New York ve Berlin’de çalışmalarını sürdüren sanatçı Serkan Sarıer, 3 Ekim - 9 Kasım 2024 tarihleri arasında İstanbul’da Hubris başlıklı kişisel sergisini sunuyor. Hubris kimlik, aidiyet ve yabancılaşma temalarını araştırarak, toplumda "öteki" olarak konumlanan bireylerin sosyal baskılarla nasıl başa çıktığını konu ediniyor. Kelime anlamıyla “hubris” aşırı kibir veya gurur anlamına gelen, genellikle felakete yol açan bir kavramdır. Ancak Sarıer’in yorumunda, bu terim klasik köklerini aşarak toplumsal normlara karşı direnişin güçlü bir metaforu olarak kullanılır. Formların kendilerine yüklenen beklentilerle nasıl yüzleştiğini ve Sarıer’in kendini ifade etme arayışında yaşadığı yabancılaşma riskini nasıl göze aldığının bir etüd çalışmasıdır.

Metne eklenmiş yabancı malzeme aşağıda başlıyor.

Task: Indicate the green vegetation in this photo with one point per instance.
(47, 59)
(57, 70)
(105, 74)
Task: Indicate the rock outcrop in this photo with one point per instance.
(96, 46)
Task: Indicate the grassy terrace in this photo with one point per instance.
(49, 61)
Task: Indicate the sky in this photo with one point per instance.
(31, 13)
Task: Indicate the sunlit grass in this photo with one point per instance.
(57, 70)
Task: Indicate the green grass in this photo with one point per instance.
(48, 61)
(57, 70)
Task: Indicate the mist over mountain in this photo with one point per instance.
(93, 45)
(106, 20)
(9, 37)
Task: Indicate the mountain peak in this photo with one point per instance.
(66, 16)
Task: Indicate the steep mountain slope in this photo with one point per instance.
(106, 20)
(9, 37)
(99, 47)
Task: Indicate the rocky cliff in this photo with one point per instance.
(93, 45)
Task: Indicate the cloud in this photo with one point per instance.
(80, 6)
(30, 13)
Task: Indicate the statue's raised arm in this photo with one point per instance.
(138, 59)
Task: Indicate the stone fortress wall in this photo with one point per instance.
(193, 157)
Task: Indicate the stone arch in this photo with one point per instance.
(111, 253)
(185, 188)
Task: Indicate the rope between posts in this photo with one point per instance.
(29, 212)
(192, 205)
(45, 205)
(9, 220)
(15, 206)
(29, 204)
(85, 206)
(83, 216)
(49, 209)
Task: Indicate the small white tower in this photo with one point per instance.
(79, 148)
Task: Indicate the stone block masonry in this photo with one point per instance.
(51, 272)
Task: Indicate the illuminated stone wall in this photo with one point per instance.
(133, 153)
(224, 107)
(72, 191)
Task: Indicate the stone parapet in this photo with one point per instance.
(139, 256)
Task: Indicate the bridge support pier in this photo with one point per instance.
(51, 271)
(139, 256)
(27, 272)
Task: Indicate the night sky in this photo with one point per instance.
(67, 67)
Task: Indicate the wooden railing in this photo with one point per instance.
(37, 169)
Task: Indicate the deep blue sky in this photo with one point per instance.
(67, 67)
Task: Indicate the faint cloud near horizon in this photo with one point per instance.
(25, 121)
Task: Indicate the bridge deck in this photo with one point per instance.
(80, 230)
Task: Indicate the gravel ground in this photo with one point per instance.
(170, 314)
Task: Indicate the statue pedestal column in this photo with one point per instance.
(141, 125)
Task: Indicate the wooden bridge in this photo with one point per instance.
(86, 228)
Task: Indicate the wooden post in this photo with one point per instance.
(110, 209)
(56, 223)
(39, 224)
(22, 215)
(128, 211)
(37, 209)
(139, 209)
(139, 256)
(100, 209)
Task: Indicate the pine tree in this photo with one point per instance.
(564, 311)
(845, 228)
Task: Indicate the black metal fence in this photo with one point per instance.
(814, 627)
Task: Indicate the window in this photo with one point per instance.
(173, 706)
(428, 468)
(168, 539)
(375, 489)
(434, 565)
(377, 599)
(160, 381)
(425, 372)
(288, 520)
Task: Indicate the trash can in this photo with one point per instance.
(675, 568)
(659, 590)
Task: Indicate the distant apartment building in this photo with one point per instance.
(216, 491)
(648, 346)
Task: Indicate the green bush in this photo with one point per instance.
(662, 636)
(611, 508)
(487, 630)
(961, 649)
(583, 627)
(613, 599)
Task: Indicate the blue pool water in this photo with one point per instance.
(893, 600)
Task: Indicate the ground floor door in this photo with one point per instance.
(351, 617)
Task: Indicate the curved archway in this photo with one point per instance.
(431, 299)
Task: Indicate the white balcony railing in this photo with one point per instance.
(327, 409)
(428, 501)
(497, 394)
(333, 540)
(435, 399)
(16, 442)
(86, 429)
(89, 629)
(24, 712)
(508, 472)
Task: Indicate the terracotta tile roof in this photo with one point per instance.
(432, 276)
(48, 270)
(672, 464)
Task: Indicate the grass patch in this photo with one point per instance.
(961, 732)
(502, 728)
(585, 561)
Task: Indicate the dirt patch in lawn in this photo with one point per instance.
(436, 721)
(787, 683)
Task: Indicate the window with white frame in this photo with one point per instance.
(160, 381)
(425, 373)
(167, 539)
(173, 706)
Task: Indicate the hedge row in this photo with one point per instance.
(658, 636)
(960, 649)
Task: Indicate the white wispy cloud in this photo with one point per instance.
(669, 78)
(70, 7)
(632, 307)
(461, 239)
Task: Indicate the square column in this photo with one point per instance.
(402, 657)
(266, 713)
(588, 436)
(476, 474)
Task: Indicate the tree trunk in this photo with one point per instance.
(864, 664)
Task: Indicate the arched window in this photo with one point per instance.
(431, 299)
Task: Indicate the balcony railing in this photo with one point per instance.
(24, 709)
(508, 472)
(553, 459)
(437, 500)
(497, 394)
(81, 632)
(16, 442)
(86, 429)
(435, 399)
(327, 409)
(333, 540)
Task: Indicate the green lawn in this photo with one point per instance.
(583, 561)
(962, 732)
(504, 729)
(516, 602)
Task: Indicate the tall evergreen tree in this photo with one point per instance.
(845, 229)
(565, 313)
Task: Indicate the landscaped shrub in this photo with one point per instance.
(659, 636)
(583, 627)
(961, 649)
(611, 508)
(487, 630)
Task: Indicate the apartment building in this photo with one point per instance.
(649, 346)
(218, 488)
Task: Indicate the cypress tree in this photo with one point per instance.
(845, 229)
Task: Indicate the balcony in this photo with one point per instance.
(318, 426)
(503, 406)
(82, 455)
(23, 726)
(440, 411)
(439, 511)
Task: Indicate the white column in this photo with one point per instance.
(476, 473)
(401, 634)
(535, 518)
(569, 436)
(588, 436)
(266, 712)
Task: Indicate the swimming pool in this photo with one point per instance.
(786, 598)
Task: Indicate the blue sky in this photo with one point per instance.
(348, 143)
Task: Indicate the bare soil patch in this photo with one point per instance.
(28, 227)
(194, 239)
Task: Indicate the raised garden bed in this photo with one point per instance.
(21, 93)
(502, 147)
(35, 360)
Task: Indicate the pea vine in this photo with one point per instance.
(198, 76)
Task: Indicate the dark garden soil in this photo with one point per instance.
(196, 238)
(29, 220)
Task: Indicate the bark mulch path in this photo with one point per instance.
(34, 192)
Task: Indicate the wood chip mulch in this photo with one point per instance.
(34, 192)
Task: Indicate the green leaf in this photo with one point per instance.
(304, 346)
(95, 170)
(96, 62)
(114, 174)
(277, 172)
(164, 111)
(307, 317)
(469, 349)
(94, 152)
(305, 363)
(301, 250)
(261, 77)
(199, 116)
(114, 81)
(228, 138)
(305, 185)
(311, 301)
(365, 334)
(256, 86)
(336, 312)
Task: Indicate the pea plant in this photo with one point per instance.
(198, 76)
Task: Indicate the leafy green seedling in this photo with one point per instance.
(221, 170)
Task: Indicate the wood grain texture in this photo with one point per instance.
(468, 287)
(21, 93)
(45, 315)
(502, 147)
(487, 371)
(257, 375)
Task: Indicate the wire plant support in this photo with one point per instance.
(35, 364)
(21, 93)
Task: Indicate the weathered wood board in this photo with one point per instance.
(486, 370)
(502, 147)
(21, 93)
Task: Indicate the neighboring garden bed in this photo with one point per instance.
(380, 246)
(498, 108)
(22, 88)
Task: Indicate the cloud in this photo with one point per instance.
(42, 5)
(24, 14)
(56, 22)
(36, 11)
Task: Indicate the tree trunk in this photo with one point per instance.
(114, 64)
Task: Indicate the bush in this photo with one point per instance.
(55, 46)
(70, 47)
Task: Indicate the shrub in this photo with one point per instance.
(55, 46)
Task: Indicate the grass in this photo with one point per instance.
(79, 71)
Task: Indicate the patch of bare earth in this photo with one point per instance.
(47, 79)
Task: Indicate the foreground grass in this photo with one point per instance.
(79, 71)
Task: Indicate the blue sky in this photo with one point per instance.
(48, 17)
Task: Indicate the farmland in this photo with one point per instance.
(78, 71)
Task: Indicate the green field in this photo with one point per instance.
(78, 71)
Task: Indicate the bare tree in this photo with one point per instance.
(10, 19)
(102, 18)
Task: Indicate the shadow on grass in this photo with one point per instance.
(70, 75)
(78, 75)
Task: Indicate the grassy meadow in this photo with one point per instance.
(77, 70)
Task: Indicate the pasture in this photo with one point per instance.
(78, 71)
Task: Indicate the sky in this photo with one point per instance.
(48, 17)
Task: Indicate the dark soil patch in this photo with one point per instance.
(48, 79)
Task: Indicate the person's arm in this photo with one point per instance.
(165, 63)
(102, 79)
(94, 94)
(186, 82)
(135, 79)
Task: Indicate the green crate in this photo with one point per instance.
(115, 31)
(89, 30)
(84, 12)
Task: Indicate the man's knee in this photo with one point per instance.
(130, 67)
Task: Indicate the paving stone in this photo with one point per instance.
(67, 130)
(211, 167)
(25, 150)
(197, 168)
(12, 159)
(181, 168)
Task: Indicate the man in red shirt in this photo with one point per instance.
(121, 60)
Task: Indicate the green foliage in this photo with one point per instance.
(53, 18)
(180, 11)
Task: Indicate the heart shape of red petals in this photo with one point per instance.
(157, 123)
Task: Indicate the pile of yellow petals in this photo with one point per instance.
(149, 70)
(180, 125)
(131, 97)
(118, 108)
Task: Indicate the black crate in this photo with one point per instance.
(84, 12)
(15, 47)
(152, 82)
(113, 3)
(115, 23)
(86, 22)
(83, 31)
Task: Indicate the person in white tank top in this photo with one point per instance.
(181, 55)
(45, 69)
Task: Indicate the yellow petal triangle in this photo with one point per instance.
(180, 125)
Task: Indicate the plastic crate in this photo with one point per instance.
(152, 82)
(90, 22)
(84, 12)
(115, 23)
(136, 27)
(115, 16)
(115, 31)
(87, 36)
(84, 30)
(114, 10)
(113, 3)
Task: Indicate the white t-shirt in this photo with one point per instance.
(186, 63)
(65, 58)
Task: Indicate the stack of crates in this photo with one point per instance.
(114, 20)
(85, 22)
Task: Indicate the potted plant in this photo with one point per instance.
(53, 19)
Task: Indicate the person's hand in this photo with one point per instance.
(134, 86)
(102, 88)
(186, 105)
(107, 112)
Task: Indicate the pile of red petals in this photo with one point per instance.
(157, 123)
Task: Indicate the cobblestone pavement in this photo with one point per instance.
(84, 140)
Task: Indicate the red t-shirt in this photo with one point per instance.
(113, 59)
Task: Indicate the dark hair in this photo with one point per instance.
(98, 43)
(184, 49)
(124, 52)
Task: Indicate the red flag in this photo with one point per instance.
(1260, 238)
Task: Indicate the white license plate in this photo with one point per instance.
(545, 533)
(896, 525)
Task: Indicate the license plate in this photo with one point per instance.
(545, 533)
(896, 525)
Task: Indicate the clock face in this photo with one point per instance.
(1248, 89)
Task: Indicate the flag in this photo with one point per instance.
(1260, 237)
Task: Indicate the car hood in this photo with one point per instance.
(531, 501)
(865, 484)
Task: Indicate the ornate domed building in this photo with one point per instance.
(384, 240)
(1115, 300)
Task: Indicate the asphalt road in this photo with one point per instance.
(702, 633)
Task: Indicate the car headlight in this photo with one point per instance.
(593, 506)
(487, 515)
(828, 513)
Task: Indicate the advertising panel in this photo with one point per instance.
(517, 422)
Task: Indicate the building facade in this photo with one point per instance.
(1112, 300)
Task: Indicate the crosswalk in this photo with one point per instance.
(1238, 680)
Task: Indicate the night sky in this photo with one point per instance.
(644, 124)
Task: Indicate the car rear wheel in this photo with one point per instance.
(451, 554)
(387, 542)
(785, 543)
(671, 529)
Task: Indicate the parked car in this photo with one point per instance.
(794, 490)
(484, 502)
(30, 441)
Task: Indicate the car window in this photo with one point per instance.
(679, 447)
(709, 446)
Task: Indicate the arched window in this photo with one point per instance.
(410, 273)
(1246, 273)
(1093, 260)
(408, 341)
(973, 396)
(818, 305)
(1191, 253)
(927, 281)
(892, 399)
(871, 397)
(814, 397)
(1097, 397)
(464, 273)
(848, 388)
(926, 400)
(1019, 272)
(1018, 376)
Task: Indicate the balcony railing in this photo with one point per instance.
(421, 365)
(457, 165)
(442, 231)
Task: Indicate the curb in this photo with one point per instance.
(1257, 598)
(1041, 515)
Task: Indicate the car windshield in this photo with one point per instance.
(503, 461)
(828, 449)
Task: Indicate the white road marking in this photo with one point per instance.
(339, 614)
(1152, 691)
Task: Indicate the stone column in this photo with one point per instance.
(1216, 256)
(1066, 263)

Serkan Sarıer'in yeni sergisi Hubris, Pilevneli Dolapdere'de - Resim : 1

“Hubris” kelimesinin etimolojik kökenleri Antik Yunan’a dayanır; genellikle kendine aşırı güvenden kaynaklanan küstahlık olarak tanımlanır, özellikle tanrılara karşı işlenen bu tür eylemler ciddi sonuçlarla cezalandırılırdı. İkarus ve Prometheus gibi mitolojik karakterler bu fikri somutlaştıran başlıca figürlerdir; onların sınırları aşma girişimleri trajik sonuçlarla karşılaşmıştır. Ancak Hubris sergisinde Sarıer, bu kavramı geleneksel anlamının ötesine taşıyarak, dışlanmaya karşı verilen bir yanıt olarak yeniden yorumlar. Eserlerinde, meydan okumayı kaderi sorgulayan bir hareketten ziyade, hayatta kalmak için gerekli ve cesur bir eylem olarak ele alır. Etnisite, cinsiyet veya cinsellik gibi kimliklerinin toplumsal normlarla çatıştığı bireyler için bu baskılara direnmek, bir geri kazanım eylemi haline gelir. Sarıer’in eserleri bu bağlamda marjinalleştirilen bireylerin riskleri göze alarak var olma haklarını savunma cesaretini ve direncini kutlar. Hubris’teki her bir eser, kırılganlık ve meydan okuma anlarını yakalayarak, toplumsal normlara meydan okumanın bir kibir eylemi değil, dışlayıcı bir dünyada hayatta kalmanın temel bir unsuru olduğunu derin bir şekilde düşünmeye davet eder.